Echoes of Familiar Themes
No, I'm not going to advocate nuclear power for self-driving cars! I was just struck by a couple of articles I've seen over the past few days that demonstrated to me some fundamental similarities among diverse technological developments.
In the first case, someone pointed me to a couple of articles in IEEE Spectrum about the history of self-driving cars. One article cites reports dating as far back as 1958, while the other references a previous IEEE Spectrum article in 1969. Both articles are optimistic about the future of self-driving cars, and to read them now, one would have thought the technology was around the corner. And this was before all the modern computer and other technology that is being applied to the current demonstration models of self-driving cars.
As it happens, these two articles were sent to me just days after someone else sent me a list of predictions being made today in a variety of areas.
My point here is not to delve into the the pluses and minuses of all the recent predictions, or to try to assess the details of self-driving cars, then and now. I am not an expert in most of these areas, and will leave that assessment to others. But what did strike me is that elements of both these discussions seem eerily similar to the expectations for nuclear power in the early days.

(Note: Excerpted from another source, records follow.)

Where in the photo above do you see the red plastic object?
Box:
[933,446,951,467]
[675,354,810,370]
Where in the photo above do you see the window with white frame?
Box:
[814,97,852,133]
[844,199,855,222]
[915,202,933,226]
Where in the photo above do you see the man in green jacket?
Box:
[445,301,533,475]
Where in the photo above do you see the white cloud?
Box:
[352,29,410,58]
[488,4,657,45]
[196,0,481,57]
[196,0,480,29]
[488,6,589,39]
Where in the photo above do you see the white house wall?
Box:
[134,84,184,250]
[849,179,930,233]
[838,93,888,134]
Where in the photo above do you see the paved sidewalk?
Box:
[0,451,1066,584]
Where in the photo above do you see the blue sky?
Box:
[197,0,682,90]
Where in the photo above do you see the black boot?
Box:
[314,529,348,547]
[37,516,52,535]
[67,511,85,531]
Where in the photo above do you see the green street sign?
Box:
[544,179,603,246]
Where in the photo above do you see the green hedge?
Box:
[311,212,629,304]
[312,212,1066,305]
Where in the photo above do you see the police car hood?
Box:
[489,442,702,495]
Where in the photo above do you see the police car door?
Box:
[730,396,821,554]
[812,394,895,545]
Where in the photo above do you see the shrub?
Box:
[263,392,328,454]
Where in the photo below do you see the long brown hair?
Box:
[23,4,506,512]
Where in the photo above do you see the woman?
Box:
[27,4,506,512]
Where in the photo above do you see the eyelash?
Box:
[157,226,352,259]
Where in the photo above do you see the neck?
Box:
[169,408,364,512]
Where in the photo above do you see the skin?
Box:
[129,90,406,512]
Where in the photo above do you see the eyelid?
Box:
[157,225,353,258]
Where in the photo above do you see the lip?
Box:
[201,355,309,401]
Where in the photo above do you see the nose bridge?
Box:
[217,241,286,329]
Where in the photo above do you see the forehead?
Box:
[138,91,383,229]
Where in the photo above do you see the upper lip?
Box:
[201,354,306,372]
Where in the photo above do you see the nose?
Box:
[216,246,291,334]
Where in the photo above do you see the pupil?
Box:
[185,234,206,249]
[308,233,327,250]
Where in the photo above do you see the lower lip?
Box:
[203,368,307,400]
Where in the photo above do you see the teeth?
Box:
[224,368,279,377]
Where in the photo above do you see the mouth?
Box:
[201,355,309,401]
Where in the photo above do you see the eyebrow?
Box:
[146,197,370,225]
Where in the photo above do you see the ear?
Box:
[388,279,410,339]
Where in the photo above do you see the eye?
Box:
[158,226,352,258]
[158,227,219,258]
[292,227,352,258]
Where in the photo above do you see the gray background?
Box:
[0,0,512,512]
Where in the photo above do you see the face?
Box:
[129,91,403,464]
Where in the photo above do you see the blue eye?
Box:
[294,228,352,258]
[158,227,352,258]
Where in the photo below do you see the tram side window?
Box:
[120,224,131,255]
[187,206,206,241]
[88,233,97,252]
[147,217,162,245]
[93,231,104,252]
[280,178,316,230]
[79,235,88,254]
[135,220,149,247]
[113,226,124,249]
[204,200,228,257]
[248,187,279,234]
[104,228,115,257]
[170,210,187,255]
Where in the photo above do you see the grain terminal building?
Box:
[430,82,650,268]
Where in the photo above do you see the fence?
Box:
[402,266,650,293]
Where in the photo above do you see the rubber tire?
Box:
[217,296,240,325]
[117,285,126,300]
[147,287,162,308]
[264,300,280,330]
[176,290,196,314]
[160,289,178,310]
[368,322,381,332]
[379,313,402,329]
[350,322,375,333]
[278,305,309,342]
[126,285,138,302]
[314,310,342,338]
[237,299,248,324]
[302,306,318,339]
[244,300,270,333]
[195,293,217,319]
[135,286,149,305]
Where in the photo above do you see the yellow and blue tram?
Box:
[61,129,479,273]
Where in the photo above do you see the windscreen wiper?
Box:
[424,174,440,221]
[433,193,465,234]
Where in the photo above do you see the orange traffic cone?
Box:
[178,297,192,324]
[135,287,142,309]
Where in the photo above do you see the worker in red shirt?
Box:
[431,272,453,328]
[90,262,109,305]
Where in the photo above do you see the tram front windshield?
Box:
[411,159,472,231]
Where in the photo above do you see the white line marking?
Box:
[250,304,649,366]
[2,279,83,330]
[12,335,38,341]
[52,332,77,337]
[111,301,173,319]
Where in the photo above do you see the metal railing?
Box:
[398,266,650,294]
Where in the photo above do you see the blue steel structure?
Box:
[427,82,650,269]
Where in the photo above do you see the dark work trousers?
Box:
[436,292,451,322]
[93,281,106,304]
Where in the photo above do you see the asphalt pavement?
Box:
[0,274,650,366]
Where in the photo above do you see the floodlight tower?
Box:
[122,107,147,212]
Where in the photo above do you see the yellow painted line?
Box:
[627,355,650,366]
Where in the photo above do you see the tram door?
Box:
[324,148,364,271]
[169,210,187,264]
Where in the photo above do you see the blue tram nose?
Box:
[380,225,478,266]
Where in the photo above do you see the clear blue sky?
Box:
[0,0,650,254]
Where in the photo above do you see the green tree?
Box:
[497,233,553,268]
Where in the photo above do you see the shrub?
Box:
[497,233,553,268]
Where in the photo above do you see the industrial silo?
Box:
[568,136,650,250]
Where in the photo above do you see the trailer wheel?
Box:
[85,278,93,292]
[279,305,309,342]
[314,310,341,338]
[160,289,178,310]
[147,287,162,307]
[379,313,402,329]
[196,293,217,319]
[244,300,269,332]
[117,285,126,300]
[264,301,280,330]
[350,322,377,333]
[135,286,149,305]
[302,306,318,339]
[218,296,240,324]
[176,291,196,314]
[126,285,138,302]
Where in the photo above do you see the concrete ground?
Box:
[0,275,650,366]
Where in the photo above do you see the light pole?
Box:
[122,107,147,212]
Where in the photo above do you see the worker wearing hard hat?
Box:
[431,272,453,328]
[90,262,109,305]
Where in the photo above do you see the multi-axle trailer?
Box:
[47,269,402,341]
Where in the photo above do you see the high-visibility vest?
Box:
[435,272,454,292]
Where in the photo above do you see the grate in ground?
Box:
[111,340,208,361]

When I worked at DOE in the early 2000s, I often gave talks on the Generation IV activities we were then just beginning. One of my points addressed the "new" nuclear reactor technologies we were planning to pursue, such as molten-salt technology. I remember one memorable evening when the first person that I recognized in the Q&A session after I completed my talk chided me gently for calling molten-salt reactor technology "new." He himself, it turned out, had participated in the early work on molten-salt reactors--some 50 years before my talk!

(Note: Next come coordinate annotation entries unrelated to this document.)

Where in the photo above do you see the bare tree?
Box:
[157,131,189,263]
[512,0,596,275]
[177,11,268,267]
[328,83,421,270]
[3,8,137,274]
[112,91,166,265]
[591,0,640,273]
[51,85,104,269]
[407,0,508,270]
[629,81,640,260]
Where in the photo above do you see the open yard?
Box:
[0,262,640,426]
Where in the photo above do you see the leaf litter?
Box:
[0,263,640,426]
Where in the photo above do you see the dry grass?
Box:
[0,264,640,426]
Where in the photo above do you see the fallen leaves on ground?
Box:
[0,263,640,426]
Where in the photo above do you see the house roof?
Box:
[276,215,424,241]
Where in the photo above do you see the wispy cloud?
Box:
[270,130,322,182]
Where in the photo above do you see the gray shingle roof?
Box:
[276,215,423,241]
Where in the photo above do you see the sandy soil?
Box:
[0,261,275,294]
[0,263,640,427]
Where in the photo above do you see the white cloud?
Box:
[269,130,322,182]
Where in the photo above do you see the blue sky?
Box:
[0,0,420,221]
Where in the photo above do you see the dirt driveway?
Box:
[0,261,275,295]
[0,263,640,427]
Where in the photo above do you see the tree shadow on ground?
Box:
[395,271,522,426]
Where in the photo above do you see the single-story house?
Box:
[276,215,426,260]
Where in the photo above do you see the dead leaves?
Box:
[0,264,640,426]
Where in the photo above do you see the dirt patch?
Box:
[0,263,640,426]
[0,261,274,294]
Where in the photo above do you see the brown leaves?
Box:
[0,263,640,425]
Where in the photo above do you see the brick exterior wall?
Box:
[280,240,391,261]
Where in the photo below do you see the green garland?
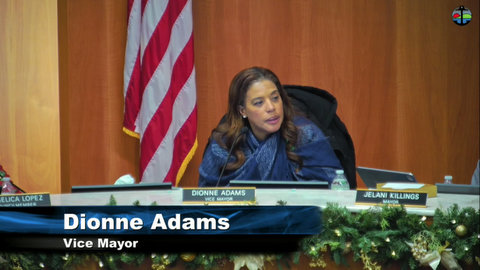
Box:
[0,196,480,270]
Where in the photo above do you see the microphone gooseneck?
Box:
[215,126,248,187]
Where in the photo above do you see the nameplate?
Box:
[355,189,428,207]
[0,193,50,207]
[182,187,255,204]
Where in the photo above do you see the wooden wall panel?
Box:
[0,0,480,192]
[59,0,139,192]
[182,0,480,186]
[0,0,60,193]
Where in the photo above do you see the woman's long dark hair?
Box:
[212,67,302,170]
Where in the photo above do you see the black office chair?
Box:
[283,85,357,189]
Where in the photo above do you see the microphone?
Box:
[215,126,248,187]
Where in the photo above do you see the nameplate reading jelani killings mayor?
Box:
[355,189,428,207]
[0,193,50,207]
[183,187,255,204]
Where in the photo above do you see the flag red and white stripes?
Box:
[123,0,197,185]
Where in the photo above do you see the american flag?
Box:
[123,0,197,185]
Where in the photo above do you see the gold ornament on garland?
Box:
[407,231,461,270]
[455,224,468,237]
[360,250,382,270]
[180,253,196,262]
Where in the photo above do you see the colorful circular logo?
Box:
[452,6,472,26]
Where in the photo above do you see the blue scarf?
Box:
[198,117,342,186]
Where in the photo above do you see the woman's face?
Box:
[239,80,283,141]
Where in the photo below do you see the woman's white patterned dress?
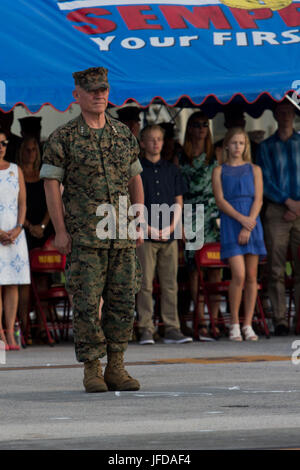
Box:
[0,163,30,286]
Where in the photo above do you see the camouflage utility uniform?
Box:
[41,115,142,362]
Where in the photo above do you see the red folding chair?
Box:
[26,248,71,345]
[194,243,270,338]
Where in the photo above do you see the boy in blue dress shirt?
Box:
[137,125,192,344]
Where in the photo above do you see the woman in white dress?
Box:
[0,130,30,350]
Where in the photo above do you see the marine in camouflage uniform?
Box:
[40,67,142,392]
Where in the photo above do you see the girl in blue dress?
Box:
[212,128,266,341]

And furthermore, that work on molten-salt reactors was associated with an ambitious program to develop a nuclear-powered aircraft, an effort that, for a number of reasons, never came to fruition.
All of which brings to mind that famous quote: "It is hard to make predictions, especially about the future." (I had always seen this attributed to Yogi Berra, but I have recently seen claims attributing it to a number of other people, including Neils Bohr.)

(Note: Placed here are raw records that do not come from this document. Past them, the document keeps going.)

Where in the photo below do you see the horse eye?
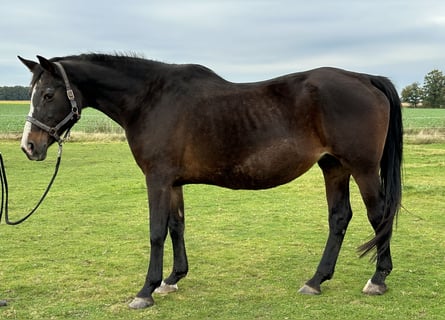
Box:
[43,89,54,100]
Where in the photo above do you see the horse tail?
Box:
[359,76,403,258]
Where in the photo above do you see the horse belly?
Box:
[206,141,318,189]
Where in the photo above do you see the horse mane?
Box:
[50,52,224,80]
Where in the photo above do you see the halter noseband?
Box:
[26,62,80,145]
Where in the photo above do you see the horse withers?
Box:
[19,54,402,308]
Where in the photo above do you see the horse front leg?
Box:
[129,178,171,309]
[155,187,188,294]
[299,156,352,294]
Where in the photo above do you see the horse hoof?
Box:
[362,280,387,296]
[128,297,155,309]
[155,281,178,294]
[298,284,321,296]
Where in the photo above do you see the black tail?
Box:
[359,76,403,256]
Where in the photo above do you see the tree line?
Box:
[0,86,30,100]
[401,69,445,108]
[0,69,445,108]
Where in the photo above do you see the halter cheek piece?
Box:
[0,62,80,225]
[26,62,80,145]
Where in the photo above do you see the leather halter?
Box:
[26,62,80,145]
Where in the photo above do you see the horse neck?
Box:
[66,59,151,127]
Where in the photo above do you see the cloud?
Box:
[0,0,445,87]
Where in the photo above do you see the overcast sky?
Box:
[0,0,445,90]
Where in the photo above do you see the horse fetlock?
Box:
[155,281,178,294]
[128,297,155,309]
[298,284,321,296]
[362,280,388,296]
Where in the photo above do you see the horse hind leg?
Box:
[299,155,352,294]
[155,187,188,294]
[354,173,393,295]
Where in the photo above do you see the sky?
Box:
[0,0,445,91]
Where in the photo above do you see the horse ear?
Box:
[17,56,38,72]
[37,56,56,74]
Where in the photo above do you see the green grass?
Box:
[0,140,445,320]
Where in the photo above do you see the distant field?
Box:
[0,101,445,142]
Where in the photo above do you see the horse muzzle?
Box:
[21,135,48,161]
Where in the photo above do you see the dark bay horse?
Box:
[19,54,403,308]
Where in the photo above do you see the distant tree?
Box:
[402,82,423,108]
[423,69,445,108]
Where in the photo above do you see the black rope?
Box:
[0,143,62,225]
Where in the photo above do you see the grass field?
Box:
[0,140,445,320]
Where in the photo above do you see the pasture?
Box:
[0,105,445,319]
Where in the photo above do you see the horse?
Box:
[18,53,403,309]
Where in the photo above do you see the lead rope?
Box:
[0,138,65,225]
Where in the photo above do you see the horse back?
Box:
[125,68,388,189]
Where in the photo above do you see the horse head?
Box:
[18,56,80,161]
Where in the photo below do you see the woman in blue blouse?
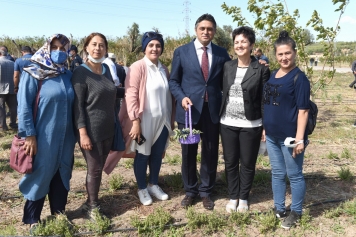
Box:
[17,34,75,232]
[263,31,310,229]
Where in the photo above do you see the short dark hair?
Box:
[195,13,216,30]
[273,30,297,53]
[83,32,109,55]
[232,26,256,44]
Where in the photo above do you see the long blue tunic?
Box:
[17,68,76,201]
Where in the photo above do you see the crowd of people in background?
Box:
[5,10,356,232]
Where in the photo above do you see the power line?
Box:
[183,1,190,35]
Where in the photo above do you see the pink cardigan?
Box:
[104,59,175,174]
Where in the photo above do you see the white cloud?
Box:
[340,16,356,25]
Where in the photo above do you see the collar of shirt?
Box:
[194,39,213,71]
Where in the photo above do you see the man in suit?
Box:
[169,14,230,210]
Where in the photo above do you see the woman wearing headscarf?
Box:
[17,34,75,232]
[72,33,124,219]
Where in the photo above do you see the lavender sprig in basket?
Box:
[174,105,202,144]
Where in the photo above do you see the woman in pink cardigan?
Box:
[104,32,174,205]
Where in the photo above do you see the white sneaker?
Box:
[147,185,168,201]
[237,200,248,212]
[226,201,237,213]
[137,188,152,206]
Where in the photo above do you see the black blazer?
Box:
[219,57,271,120]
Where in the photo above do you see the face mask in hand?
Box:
[51,50,67,64]
[88,54,105,63]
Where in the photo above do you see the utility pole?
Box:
[183,1,190,35]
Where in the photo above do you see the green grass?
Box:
[341,148,352,159]
[253,170,271,186]
[186,207,227,235]
[109,174,124,191]
[33,214,76,237]
[326,151,338,160]
[164,171,183,191]
[257,211,279,234]
[131,207,173,236]
[165,154,182,165]
[337,167,354,181]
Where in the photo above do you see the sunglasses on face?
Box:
[146,32,163,39]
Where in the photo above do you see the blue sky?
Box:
[0,0,356,41]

This is not to say that all predictions are wrong. Far from it. Clearly, the successful implementation of a ground-breaking new technology depends on a number of factors. Sometimes, the technology just isn't advanced enough. Sometimes it costs too much. Sometimes there is a better alternative introduced at the same time. Sometimes the need isn't there yet. Sometimes, politics or public opinion or unexpected current events create barriers. Sometimes, some or all of these factors change over the course of 50 years, and what didn't succeed before ends up succeeding the second time around. Or the third time.
I personally am very hopeful about this current generation of self-driving cars, and I am very hopeful about the current round of development on advanced reactor technologies. But I take heed of the lessons of history to note that all new technologies face challenges and potential roadblocks, some from the technologies themselves and some from other sources. This is not pessimism, it is realism, and it suggests that proponents and advocates need to understand all the complex factors that may affect their plans and try, wherever possible, to address them in a timely fashion.
I can only end by invoking another quote, this one, I'm pretty sure is only attributed to Yogi Berra: "It ain't over 'til it's over."